If the goal of important conversations is to reach the point that action can be taken towards our desired outcomes, shouldn't the efficacy of our persuasion methods be under constant scrutiny?  It's here that the Quaker ideals of enemy love and the light within each person come in so handy.  If I want to change your mind, I have to be the kind of person you're willing to allow to influence you.  And maybe I'm wrong, but I don't think a picket sign or a Facebook post is how that kind of trust is built. If I'm going to persuade you, I have to first respect you, and listen to you, and give you an equal chance to persuade me.

So let's talk about the light within each person.  A variation of this is that we should look to protect and love those who are commonly called "the least of these."  In the Bible the inference is usually that "the least of these" are children, or immigrants, or the poor, or the sick and dying.  More recently, this has grown to include the LGBT community and racial and gender minorities. We usually don't think these people are "less," rather that they have a more difficult ladder to climb to reach the playing field the rest of us are already using.  And this is true, of course.  These groups have a tougher road.

But this is where I want to challenge us to think differently.  For us - those of us who consider ourselves liberal, or humanists, or progressive Christians - in our worldview, these are not "the least of these."  For us, our natural sympathies extend to these people.  A lot of the time, it's EASY for us to love them.  We've probably already been involved in causes related to them, and we did it because it's obvious we should.  We recognize their humanity, see that their road is tougher, and do our best to improve their situations.  And these are things we should be doing!

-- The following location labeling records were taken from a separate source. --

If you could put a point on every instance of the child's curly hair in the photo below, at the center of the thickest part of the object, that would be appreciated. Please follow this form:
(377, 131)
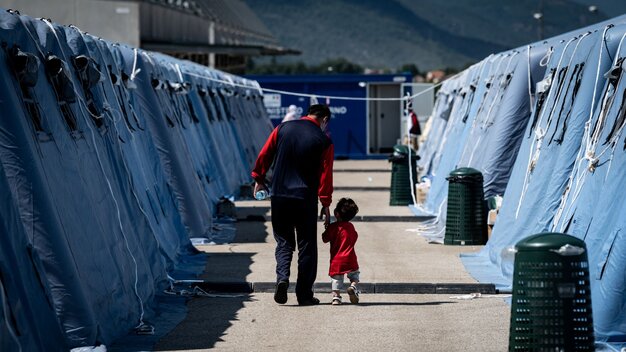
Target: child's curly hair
(347, 209)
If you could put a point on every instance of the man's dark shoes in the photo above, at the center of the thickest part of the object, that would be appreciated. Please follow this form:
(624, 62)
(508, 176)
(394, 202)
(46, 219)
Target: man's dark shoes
(280, 295)
(309, 302)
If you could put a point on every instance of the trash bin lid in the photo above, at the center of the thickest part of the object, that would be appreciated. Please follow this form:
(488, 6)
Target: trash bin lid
(552, 241)
(402, 149)
(465, 171)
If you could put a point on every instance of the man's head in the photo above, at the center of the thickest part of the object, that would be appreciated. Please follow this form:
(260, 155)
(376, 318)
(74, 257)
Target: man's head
(321, 113)
(346, 209)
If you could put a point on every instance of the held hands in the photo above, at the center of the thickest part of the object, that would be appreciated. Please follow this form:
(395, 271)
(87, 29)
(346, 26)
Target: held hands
(325, 212)
(259, 186)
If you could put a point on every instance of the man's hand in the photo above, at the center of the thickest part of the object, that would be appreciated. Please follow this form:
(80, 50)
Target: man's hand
(259, 186)
(325, 211)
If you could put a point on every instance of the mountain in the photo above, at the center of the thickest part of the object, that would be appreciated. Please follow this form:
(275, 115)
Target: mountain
(429, 33)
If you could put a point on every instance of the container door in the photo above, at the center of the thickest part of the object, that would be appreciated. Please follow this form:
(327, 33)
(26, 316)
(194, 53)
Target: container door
(384, 118)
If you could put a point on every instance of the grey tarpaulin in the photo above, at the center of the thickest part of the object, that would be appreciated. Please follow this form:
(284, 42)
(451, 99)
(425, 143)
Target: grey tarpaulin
(111, 158)
(558, 156)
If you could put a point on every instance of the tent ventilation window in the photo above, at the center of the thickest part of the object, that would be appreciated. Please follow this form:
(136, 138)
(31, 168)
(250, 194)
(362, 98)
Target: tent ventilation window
(577, 77)
(470, 100)
(26, 66)
(543, 89)
(121, 93)
(217, 104)
(63, 88)
(89, 75)
(192, 112)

My thesis is that if we want to improve our communities, countries, and planet, we have to go beyond what's natural or easy for us.  We have to recognize our natural biases, and fight against them.  We have to fight the urge to scream into our echo chambers.  We have to fight the urge to re-blog a bumper-sticker meme on Facebook and think we've contributed something meaningful.  I submit that what's meaningful is listening to someone we disagree with so long that we can finally understand why they think what they think, and then be able to say, "I acknowledge that you're a decent human being, and your opinion stems from a worldview that make sense given your experiences, even if I disagree with it with every fiber of my being."

For us, loving the least of these should mean more than believing in rights for immigrants or LGBT people.  For us, loving the least of these should mean seeking out and LOVING the Ted Cruz in our family.  It should mean finding a way to RESPECT the local equivalent of Ann Coulter or Fred Phelps.  This is how minds are changed.  If we can't love, or at least respect, the equality, humanity, and capacity to reason possessed by those we disagree with, I don't think we can claim to be after social change.  We're after social affirmation.  Social affirmation is easy.  Social change is hard.  And because it's impossibly, maddeningly hard, it deserves our most serious consideration.  

I want to change the world.  And I want the world to change me.  First goal - make friends with, respect, and love, my own personal Ted Cruz.